Vājashravas, desiring a gift from the gods, started an offering to donate all his possession. But Nachiketa, his son, noticed that Vājashravas was donating only the cows that were old, barren, blind, or lame; not such as might buy the worshipper a place in heaven. Nachiketas, wanting the best for his father's rite, asked: "I too am yours, to which God will you offer me?" After being pestered thus, Vājashravas answered in a fit of anger, "I give you unto Yamaraja (god of death) Himself!"
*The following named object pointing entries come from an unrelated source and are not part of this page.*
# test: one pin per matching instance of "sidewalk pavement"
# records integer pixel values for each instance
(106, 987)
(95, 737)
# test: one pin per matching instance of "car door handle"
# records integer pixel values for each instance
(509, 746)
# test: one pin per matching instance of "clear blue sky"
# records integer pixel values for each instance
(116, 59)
Despite his father's repentance for his outburst, Nachiketas regarded his father's words as having a divine meaning, and, consoling him, went to Yamaraja's home. Yama was out, and so he waited for three days without any food or water. When Yama returned, he was sorry to see that a Brahmin guest had been waiting so long without food and water. To compensate for his mistake, Yama told Nachiketas, "You have waited in my house for three days without hospitality, therefore ask three boons from me". Nachiketa first asked for peace for his father and himself, when he returned to his father. Yama agreed. Next, Nachiketas wished to learn the sacred fire sacrifice, which Yama elaborated. For his third boon, Nachiketas wanted to learn the mystery of what comes after the death of the body.
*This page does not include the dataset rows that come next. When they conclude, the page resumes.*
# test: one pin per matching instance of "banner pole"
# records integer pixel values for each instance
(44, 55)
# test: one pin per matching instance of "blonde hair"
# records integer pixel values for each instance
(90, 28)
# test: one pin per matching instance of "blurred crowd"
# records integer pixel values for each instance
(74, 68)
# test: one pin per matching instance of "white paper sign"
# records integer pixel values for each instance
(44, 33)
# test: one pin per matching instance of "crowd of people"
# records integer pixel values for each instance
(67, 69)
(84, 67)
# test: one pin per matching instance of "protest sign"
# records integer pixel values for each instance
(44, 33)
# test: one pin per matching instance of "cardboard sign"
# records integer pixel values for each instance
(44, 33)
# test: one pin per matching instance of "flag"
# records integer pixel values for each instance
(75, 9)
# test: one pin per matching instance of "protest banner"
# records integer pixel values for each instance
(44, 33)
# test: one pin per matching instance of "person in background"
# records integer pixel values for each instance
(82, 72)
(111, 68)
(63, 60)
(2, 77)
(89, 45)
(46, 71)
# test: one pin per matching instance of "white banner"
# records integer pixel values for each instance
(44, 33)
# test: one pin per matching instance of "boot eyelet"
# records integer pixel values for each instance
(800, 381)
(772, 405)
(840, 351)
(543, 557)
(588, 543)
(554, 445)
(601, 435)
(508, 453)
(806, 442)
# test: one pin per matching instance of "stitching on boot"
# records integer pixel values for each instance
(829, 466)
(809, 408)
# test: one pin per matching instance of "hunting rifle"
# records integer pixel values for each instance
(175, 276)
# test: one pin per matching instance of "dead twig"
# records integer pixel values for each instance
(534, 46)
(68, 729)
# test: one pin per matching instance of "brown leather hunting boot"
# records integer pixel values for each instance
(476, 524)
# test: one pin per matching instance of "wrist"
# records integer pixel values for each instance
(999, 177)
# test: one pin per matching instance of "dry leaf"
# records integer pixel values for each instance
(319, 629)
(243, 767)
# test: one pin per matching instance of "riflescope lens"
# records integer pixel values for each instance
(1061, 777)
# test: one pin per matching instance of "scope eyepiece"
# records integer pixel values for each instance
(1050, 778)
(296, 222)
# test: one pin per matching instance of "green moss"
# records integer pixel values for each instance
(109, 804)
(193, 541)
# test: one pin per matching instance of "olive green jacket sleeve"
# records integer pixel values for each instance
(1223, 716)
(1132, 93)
Yama was reluctant on this question. He said that this had been a mystery even to the gods. He urged Nachiketas to ask for some other boon, and offered him longevity, progeny, wealth, rulership of a planet of his choice, and all the apsaras of his choice instead. But Nachiketas replied that material things are ephemeral, and would not confer immortality. So, no other boon would do. Yama was secretly pleased with this disciple, and elaborated on the nature of the true Self, which persists beyond the death of the body. He revealed the knowledge that one's Self is inseparable from Brahman, the supreme spirit, the vital force in the universe. Yama's explanation is a succinct explication of Hindu metaphysics, and focuses on the following points:
- The sound Om is the syllable of the supreme Brahman
- The Atman, is the same as the omnipresent Brahman. Smaller than the smallest and larger than the largest, the Soul is formless and all-pervading
- The goal of the wise is to know this Atman
- The Atman is like a rider; the horses are the senses, which he guides through the maze of desires
- After death, it is the Atman that remains; the Atman is immortal
- Mere reading of the scriptures or intellectual learning cannot realise Atman
- One must discriminate the Atman from the body, which is the seat of desire
- The inability to realise Brahman results in one being enmeshed in the cycle of rebirths; Understanding the Self leads to moksha

Thus having learned the wisdom of the Brahman from Yama, Nachiketas returned to his father as a jivanmukta, an individual who has achieved spiritual liberation while being alive.

== In popular culture ==
The story of Nachiketas and his conversation with the god Yama has been the topic of many retellings and adaptations in India.

=== Graphic Novel ===

- Amar Chitra Katha new series number 702 titled Nachiketas, published in 1979, tells the story of Nachiketas in the form of a graphic novel.